Called S&N Clock Repair, the couple works out of a shop next to their home in Cape's Rolling Hills Subdivision.

Sean, a Jackson High graduate, says early American timepieces used to be their specialty, but the fledgling business has since broadened its focus.

"We're working on three clocks now from Europe, including one dating from the Battle of Britain in World War II," he said.

Barnes explains in 1940 the German Luftwaffe bombed various sites in the United Kingdom as Hitler focused his territorial ambitions on cities such as London.

"A bomb would hit a house and a clock would fall off a mantel," Barnes said.

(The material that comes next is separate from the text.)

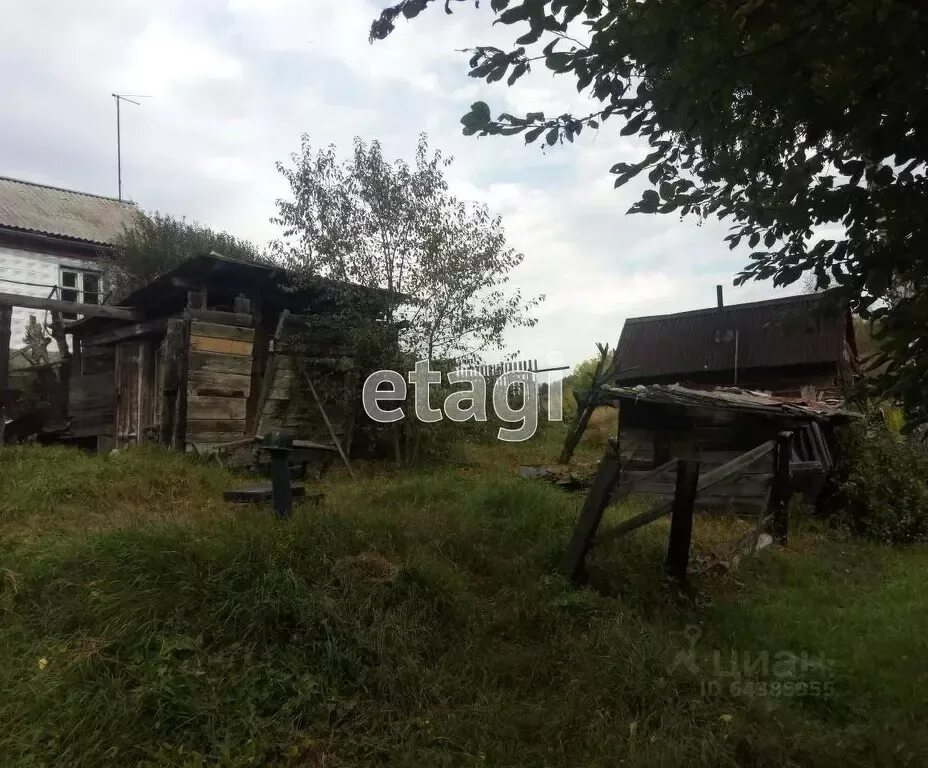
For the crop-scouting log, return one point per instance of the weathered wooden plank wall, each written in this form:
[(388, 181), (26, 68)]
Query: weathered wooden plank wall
[(218, 381)]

"People took their shattered clocks and built cases to preserve them," he added, referring to such contraptions as "bomb-outs."

A growing fascination

Sean said he'd been working on clocks "off and on" for 18 years while working a desk job for Quality Packaging Industries near the Proctor and Gamble plant.

He began to apprentice with an older man for a time and began to fix clocks in their home, later expanding to a shop when he and Nancy ran out of room in their residence.

"One day, one of the women at QPI -- knowing about our growing home-based business -- asked me why we weren't devoting ourselves to it," Sean said.

"I handed in my resignation not long after and haven't looked back since," adding S&N began as a going concern in September 2017.

Detail work has long been a part of Barnes' work life.

"I used to be a floor installer for 15 years, putting down ceramic, tile and hardwood, pretty much everything but carpet," he said, adding while such a vocation was rewarding, it was hard on his knees.

"I'm a hands-on type of person and enjoy working for myself a lot more because of the freedom plus we've met a lot of people fixing clocks," Barnes said.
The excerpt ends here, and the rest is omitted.